Nonetheless, I reminded them that their exams would require analysis, and often re-explained at their request the difference between analysis and summary.

My Western-trained colleagues, both foreigners and Chinese, tell similar stories. It's not that university students in the West hadn't also needed coaching in critical thinking, but they weren't so blindly locked into such a seemingly entrenched style. It doesn't help, of course, that certain important topics related to politics and business have to be avoided in my Chinese classes.

Ironically, the government that has enforced such restrictions and focused its schools so intensely on math and science seems to realize its efforts may be too effective. Highways, dams, bridges and airports have been built, every conceivable product manufactured and sold, but so few sophisticated marketing and management minds have been cultivated that it will be a long time before most people in the world can name a Chinese brand.

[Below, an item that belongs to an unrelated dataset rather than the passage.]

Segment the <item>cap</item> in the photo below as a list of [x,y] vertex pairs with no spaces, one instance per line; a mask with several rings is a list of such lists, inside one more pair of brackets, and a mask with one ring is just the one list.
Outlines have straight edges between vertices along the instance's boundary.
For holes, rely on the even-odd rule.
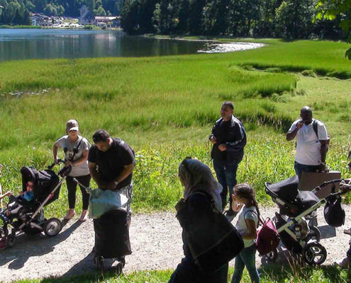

With this problem in mind, local partnerships with institutions such as USC, Johns Hopkins, Yale, MIT and Insead of France have been established. If not quite ready to create cadres of disaffected litterateurs and cineastes, Beijing clearly recognizes it will take different kinds of thinkers to invent new products and sell them around the world.

And then there's the "thousand-talent scheme," a new government program intended to boost technological innovation by luring top foreign-trained scientists, including those of non-Chinese origin, to the mainland with big money and perks.